Hacía quince días se había colado entre los camerinos de un concierto en Buenaventura solo para ver, frente a frente, a Héctor Lavoe, su ídolo. Le gustaba ‘Triste y vacía’. Le gustaba, también, coleccionar mapas y lápices de colores.
Ese día lo acompañaba Patricia, su esposa, quien últimamente venía disgustada porque él le mandaba besos y piropos al poeta Harold Alvarado Tenorio (H.A.T.)
En realidad, su esposo ya se había acostado con muchos, desde el colegio, y también con algunos escritores. La leyenda dice que Patricia se enteró de aquellas insinuaciones, y entonces decidió dejarlo solo, irse, evaporarse, no sin antes gritarle loco degenerado.
El pelo suelto, los lentes rocosos, ese andar de pájaro herido por el viento, Caicedo la buscó por los restaurantes de Cali, por las avenidas, por las tiendas, en todos los parques donde habían sido felices. Pero no la encontró.
Ese día regresó al departamento y escribió una carta, la última carta de su vida: “(…) tengo en estos momentos el corazón en pedazos y ya no sé dónde recogerlos, o no sé qué hacer con ellos. (…) Patricita, te lo suplico, por favor, créeme, el acto, los movimientos, los gestos que yo hice con H.A.T. no fueron de homosexualismo, yo no soy homosexual. Fue que se me fue contagiando la locura de él”.

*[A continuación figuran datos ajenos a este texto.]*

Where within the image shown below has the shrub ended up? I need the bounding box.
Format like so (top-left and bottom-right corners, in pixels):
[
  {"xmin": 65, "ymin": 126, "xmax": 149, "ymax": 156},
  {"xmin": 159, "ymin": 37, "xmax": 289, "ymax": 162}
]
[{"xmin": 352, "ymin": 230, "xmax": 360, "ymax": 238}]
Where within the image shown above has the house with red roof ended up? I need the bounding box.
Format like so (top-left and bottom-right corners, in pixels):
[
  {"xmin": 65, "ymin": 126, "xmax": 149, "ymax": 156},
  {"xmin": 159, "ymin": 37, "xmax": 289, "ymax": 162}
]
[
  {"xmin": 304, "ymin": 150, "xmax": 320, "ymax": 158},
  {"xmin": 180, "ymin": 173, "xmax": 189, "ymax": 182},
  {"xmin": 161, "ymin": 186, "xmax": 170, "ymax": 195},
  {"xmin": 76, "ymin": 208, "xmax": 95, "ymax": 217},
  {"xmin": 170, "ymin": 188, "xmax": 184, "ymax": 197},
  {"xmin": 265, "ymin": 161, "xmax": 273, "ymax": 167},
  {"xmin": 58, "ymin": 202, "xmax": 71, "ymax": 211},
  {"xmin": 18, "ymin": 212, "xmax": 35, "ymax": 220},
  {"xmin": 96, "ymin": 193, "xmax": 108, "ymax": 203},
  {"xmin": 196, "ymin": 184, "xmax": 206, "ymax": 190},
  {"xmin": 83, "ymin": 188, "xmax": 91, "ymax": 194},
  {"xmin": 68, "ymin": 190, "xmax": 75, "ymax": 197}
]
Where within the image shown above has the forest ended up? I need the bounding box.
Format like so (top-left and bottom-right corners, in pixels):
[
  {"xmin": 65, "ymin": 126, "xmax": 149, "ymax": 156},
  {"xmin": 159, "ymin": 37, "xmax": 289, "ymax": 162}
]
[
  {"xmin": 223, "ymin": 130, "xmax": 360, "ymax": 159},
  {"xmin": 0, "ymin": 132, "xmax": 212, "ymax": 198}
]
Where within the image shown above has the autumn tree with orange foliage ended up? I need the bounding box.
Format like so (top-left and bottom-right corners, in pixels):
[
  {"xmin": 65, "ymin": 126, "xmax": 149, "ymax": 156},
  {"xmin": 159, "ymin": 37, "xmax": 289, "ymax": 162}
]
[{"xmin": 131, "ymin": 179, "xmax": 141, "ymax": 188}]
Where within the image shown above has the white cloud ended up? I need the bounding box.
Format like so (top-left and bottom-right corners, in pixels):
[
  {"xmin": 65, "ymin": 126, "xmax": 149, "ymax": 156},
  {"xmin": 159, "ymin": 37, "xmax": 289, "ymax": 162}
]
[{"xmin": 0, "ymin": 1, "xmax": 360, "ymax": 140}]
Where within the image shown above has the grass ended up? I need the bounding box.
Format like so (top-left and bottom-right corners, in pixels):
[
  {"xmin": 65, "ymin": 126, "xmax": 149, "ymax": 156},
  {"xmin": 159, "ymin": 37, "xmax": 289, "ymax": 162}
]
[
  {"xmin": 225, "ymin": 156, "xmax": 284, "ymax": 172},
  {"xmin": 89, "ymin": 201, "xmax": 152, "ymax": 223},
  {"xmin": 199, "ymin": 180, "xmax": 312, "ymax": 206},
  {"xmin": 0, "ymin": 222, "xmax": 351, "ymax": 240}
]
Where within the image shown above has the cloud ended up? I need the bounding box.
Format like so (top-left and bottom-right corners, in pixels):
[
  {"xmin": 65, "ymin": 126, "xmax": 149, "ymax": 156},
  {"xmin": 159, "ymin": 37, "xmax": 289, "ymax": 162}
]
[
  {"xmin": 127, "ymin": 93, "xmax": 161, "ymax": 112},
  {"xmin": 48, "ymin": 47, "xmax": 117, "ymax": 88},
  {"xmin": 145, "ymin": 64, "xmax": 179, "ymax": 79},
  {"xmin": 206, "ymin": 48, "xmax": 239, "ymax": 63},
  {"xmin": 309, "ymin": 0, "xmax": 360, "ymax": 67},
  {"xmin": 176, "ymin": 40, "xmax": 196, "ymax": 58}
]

Luego escribió unos párrafos más, miró su novela ‘¡Qué viva la música!’, recién salida de la imprenta, y no soportó. Tomó sesenta pastillas de Seconal, una a una, sin inquietarse demasiado, y se tendió a esperar los efectos.
Eran los primeros días de marzo de 1977 y había un sol radiante. Sobre su máquina de escribir, se encontraron cómics donde resaltaban corazones rotos.
**2.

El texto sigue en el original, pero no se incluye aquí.